That is a great setup!


----------



## AbbyK9 (Oct 11, 2005)

I know that my dog would not enjoy a "cage free" boarding facility where all dogs are allowed to run and play with one another, so if I had to board, I would say a place that has kennels and runs would be best for her. I would never have a stranger come and sit her in my home due to the fact that we have firearms among other valuables and I just don't trust strangers in my house unsupervised to begin with.

Ideally, I would have a friend come over and watch her, or leave her at a friend's house. My friend Jess used to take her while we were gone a few times and she loved playing with Jess's dog Max, he's her favorite dog friend. Unfortunately, they have now moved. 
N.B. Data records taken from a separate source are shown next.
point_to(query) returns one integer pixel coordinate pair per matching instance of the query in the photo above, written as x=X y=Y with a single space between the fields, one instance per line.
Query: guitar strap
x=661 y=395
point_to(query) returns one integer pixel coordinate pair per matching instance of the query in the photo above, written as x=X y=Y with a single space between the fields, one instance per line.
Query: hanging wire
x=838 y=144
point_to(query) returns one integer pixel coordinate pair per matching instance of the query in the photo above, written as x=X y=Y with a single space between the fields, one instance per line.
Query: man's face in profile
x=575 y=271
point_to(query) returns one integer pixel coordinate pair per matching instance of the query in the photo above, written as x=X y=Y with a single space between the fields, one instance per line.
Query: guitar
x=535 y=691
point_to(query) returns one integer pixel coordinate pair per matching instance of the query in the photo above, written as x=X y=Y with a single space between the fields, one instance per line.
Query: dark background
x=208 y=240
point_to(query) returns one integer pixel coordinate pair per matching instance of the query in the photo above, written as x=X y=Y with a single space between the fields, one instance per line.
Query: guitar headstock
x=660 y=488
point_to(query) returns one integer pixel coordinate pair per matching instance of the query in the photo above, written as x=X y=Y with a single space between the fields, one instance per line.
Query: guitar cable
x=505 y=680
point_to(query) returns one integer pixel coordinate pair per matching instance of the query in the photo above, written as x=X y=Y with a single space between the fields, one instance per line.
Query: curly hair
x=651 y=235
I wouldn't hesitate leaving her with Mrs.K as she gets along very well with her newest bitch, Nala, and her boys. However, she doesn't always appreciate Indra's style of play, so Mrs.K probably really would have her hands full watching her.


----------



## Stosh (Jun 26, 2010)

I take Stosh to a place that sounds a lot like yours. A friend that shows Dobermans got into boarding kind of by accident- she has a great set up with the individual in/out kennels and a huge fenced common area. She started boarding for friends, friends of friends. She and her husband are retired and someone is always home with the dogs. She lets the dogs out 5-6 times a day by themselves so they can potty in private in case they won't go in the kennel, and she'll let a couple play together 2-3 times a day. Her husband really likes Stosh and he lets him follow him around while he's puttering in the yard and doing the chores. Stosh is very happy and comfortable there- I'm not sure he would do well in a cage free setting because he's a rather exuberant player and sometimes intimidates other dogs with all the bouncing and barking. I think it's a perfect situation for him- he has some interaction with others but has his own space too


----------



## ozzymama (Jan 17, 2005)

Usually board in home - someone comes here, but I prefer the kennel idea. Mine don't need friends  Dolly will be boarded that way this weekend while dh and I are away.


----------



## BlackGSD (Jan 4, 2005)

I voted kennel. My dogs don't need nor want to play with strange dogs. I don't want them to view strange dogs as playmates.


----------



## Freestep (May 1, 2011)

Right now, with Vinca being a social puppy, I opt for cage-free boarding. The gal that runs the doggie daycare is a behaviorist, so I trust her to make good decisions about when and who my dog plays with. She's also a client, so while the cage-free boarding is pretty expensive at $50/night, we do trade so it works out. If I didn't have the trade going I don't know if I'd be able to afford it! I don't have a problem boarding at a kennel-run type facility either. I board my older girl at a kennel facility, even though she gets along with other dogs, at this stage of her life she doesn't want to play with punky puppies all day long--she gets enough of that at home!

I do boarding for select grooming clients. My grooming shop is on the same property as my home, so I can be flexible--I have kennel runs, an outdoor play area, and my house. Only certain of my client dogs are allowed to stay in my home with my other dogs and cats. Most of them get use of an outdoor kennel, with playtime out in the exercise yard, and they come inside the shop at night. If I have more than one dog boarding at a time, they get the "playcare" option if they are dog-social. But I'm a bit on the paranoid side, so I tend to err on the side of caution when making decisions about letting dogs run together.


----------



## GSDBESTK9 (Mar 26, 2002)

In my home care.


----------